CLEVELAND -- The big kid with the big smile and bigger fastball was cool as usual, and now rookie C.C. Sabathia has the Seattle Mariners very, very nervous.
Sabathia handled postseason pressure like a veteran and Omar Vizquel had six RBIs as Cleveland clobbered Seattle 17-2 in Game 3 of the AL playoffs on Saturday, moving the Indians one win from the AL championship series -- and of ending the Mariners' magical season.
Juan Gonzalez, Kenny Lofton and Jim Thome homered for the Indians, who led 8-1 after three innings and never stopped pouring it on, finishing 19 hits.
Cleveland's Bartolo Colon, who shut out Seattle for eight innings in Game 1, will get a chance close out the Mariners today in Game 4. Freddy Garcia, who lost the opener, will have to try and save Seattle's season.
The Mariners entered the series as huge favorites after winning an AL record 116 games this season. But unless they can win today, they'll be remembered more for their postseason failure than any victories.
They can't play much worse than this.
Seattle, which became the first team since the 1954 Indians to lead the league in batting average, ERA and fielding, did none of the three very well. The Mariners made three errors and got seven hits.
After splitting two games in Seattle, the Indians looked like a different club back home at Jacobs Field. They knocked out Aaron Sele in just two innings, led 8-1 after three, scored five runs in the eighth and had 45,069 towel-waving fans on their feet for much of the game.
Vizquel had four hits and Cleveland's 1-through-4 hitters, who came in a batting a collective .147 (5-for-34) in the series, were 6-for-9 in the first three innings with six RBIs.
The four -- Lofton, Vizquel, Roberto Alomar and Gonzalez -- finished 11-for-18 with 13 RBIs.
Thome's shot in the sixth inning off Paul Abbott was his 17th career postseason homer, one shy of the record shared by Mickey Mantle and Reggie Jackson.
The 21-year-old Sabathia, who went 17-5 this season as the league's best rookie not named Ichiro Suzuki, didn't face Seattle this season and spent the past few days reviewing film and reading scouting reports on the Mariners.
With his mother, Margie, nervously watching from the stands, Sabathia settled down after a shaky first inning.

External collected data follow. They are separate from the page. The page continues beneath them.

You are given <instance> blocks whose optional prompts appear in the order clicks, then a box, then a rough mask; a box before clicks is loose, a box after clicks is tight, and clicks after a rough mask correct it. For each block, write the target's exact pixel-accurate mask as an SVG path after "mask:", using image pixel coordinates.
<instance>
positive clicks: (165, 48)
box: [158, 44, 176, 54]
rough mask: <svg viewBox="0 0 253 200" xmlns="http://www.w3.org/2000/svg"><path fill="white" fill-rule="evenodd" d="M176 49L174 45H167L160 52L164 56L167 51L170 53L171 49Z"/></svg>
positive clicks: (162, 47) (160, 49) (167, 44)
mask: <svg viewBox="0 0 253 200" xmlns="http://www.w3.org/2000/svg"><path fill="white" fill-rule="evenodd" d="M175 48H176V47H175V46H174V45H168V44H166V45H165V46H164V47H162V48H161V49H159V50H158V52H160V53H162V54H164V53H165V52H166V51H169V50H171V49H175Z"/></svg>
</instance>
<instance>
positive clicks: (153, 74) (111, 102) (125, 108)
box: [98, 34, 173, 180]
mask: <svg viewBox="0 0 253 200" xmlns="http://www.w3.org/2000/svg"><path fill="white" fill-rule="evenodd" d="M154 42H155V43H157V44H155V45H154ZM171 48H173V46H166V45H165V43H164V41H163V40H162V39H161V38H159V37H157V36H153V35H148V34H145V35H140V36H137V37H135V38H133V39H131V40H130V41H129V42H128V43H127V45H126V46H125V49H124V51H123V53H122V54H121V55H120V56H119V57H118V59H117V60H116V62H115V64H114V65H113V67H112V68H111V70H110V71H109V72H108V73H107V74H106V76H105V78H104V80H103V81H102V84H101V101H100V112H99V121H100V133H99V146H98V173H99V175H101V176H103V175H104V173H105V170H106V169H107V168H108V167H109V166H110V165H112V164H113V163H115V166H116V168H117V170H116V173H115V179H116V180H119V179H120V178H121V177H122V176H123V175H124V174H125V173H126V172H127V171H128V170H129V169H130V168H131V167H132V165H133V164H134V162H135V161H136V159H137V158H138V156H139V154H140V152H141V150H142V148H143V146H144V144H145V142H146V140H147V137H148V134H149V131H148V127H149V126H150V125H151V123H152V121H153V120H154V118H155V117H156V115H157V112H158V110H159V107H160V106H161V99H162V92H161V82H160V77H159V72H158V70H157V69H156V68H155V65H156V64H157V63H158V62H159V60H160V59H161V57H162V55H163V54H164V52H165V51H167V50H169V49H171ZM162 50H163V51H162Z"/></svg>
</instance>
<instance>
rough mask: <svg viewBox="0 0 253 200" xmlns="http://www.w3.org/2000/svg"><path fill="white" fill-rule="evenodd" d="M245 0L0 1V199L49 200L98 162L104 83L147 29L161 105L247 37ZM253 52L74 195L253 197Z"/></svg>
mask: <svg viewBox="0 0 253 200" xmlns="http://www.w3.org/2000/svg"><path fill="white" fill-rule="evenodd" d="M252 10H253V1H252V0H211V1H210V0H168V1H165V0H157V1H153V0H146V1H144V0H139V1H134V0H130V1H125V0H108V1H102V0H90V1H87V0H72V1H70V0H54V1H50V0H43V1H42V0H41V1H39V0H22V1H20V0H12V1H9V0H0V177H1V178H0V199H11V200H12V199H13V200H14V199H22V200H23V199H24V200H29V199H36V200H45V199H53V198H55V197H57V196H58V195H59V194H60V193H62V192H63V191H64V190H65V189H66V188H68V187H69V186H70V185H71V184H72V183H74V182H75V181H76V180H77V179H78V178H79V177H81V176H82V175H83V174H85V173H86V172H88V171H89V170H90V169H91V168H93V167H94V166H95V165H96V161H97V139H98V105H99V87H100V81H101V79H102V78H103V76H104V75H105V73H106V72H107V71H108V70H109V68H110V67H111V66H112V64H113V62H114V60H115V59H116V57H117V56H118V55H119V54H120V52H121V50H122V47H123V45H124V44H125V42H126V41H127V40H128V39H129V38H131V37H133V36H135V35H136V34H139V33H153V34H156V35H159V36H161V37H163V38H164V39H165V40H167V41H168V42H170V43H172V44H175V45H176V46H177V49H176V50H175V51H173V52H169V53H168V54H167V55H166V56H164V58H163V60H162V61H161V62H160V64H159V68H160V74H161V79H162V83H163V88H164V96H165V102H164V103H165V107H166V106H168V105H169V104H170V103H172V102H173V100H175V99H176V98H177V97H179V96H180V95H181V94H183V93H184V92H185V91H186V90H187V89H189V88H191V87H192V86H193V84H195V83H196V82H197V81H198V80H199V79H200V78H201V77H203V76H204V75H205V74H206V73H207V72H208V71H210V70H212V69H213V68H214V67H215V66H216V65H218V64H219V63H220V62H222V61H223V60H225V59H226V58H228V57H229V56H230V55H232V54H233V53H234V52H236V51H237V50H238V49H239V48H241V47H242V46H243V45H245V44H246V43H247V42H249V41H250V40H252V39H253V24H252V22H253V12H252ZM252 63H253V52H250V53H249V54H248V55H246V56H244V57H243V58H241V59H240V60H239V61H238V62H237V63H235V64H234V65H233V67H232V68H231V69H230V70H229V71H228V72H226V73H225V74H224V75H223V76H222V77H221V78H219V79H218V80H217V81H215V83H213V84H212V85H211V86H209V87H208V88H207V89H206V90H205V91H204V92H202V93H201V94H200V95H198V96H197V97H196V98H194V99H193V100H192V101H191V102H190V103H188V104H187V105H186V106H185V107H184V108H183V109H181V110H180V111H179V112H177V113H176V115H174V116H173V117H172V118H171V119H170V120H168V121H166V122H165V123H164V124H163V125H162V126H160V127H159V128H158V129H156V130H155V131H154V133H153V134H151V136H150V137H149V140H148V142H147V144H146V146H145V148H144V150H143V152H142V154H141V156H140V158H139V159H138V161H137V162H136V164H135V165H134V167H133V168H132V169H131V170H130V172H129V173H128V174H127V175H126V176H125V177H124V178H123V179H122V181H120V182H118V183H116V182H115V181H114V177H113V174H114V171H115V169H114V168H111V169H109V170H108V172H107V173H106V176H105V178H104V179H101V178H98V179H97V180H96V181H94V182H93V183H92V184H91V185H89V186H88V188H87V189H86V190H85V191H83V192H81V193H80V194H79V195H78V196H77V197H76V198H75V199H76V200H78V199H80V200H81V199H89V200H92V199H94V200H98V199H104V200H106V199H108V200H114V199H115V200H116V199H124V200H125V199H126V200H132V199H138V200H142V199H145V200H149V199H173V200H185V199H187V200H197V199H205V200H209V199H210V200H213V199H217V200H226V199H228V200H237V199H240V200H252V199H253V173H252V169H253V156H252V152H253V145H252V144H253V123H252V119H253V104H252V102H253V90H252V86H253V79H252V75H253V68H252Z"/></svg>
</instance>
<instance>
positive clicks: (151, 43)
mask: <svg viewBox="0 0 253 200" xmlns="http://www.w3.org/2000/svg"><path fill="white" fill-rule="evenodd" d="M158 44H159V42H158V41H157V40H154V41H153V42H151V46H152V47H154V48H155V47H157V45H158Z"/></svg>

He allowed two runs and six hits in six-plus innings, walked five and struck out five -- three coming against Bret Boone, the AL's RBI champion.
On Friday, Sabathia said his mom was more nervous than he was, but that he expected some "jitters" when he took the mound.
They can both relax now. Nothing rattled the left-hander all season, and the Mariners didn't scare him, either.
Notes: MARINERS GM PAT GILLICK ASKED FOR THE MOUND TO BE MEASURED BEFORE THE GAME. "EVERYTHING CHECKED OUT," GILLICK SAID. "EVERYTHING WAS RIGHT IN LINE WITH THE PRESCRIBED PARAMETERS." ... INDIANS GM JOHN HART, WHO IS STEPPING DOWN ON NOV. 1, THREW OUT THE CEREMONIAL FIRST PITCH. HART TOOK OVER THE INDIANS IN 1991 AND IS CREDITED WITH REBUILDING CLEVELAND'S FRANCHISE.